Так вот, залез ты в маршрутку, и сразу, с порога, с подножки – никакой тебе навстречу европейской благовоспитанности, никакой приватности, никаких гражданских прав, никакого уважения. Стоишь ли ты теперь, согнувшись по-холопски в три погибели, подпирая спиной потолок, сидишь ли, уткнувшись в телефон, или в книгу, или даже в телефонную книгу (кто у нас там?) – тебя обязательно со всех сторон будут толкать, пинать, задевать руками, одеждой, сумками, пакетами, всем, чем только случится. Тут, конечно, многое зависит от маршрута. Ежели ты утром из центра, а вечером – в центр – это еще куда ни шло. А ежели наоборот – что бывает чаще, – пеняй на себя. Но главное здесь даже не время суток, а другое время – Время Года.

Вы не замечали, что зимой пассажиров в транспорте как будто больше, чем весной, чем летом и чем осенью? А если не замечали, попробуйте зимой, в декабре, проехаться каким-нибудь маршрутом. Ну, хоть 4-м, от метро «Черная речка», через острова, сквозь Петроградскую и далее, миновав крепость, за реку, затем, огибая слева Марсово поле, по Садовой, к Невскому и дальше куда-то – я не знаю куда, – наверное, в Коломну, я всегда выхожу раньше.

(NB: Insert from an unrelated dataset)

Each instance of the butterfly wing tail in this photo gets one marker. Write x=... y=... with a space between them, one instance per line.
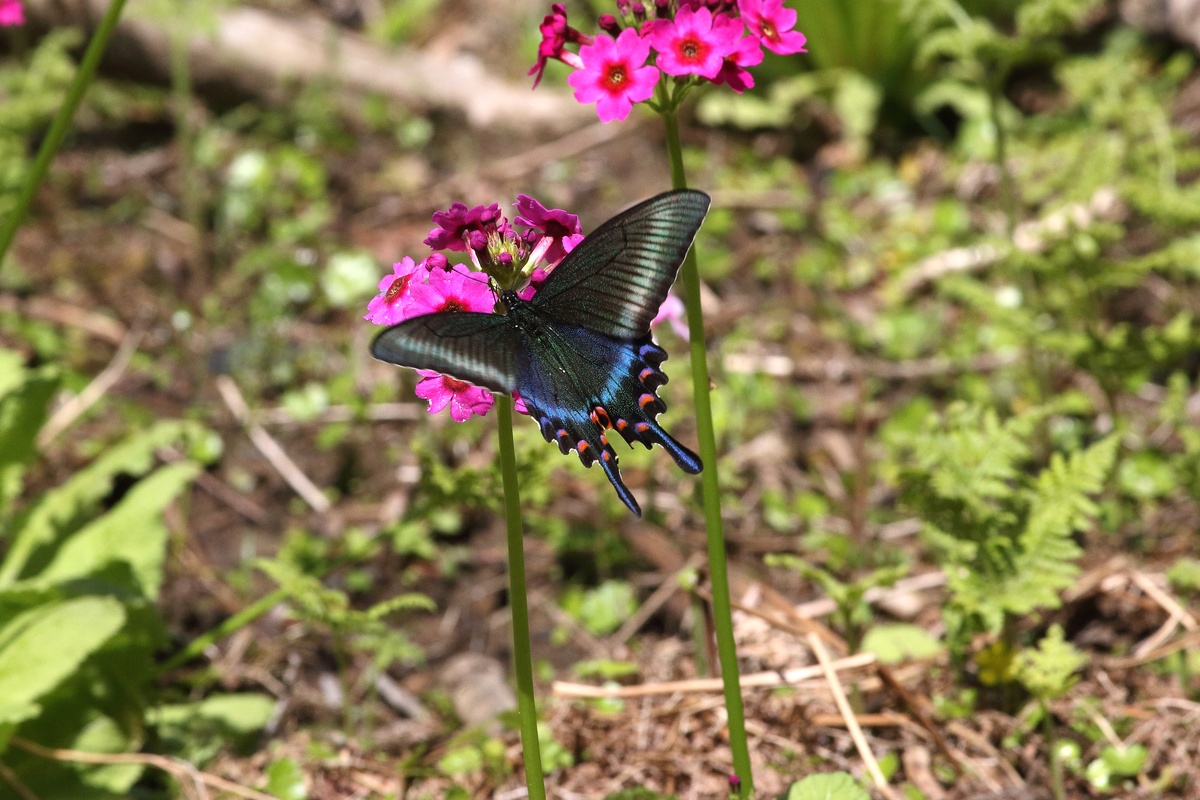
x=592 y=446
x=609 y=464
x=685 y=458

Для начала хотя бы «залезьте» в эту самую маршрутку, и вы всё сразу поймете. Тесно, придавленно, узко так, что никак не разойтись с этим вот потертым мужчиной сорока лет или вот с этой сухопарой дамой, которая теперь застыла, согнувшись у входа, одной рукой шарит в сумке в поисках, наверное, кошелька, другой – держит за руку мальчика лет пяти-шести. Тут как в застенке: не повернуться, не встать во весь рост, не усесться поудобней, как следует, как привык дома. И, главное, создается впечатление, что полно народу. Хотя вроде бы половина мест свободна. Почему так?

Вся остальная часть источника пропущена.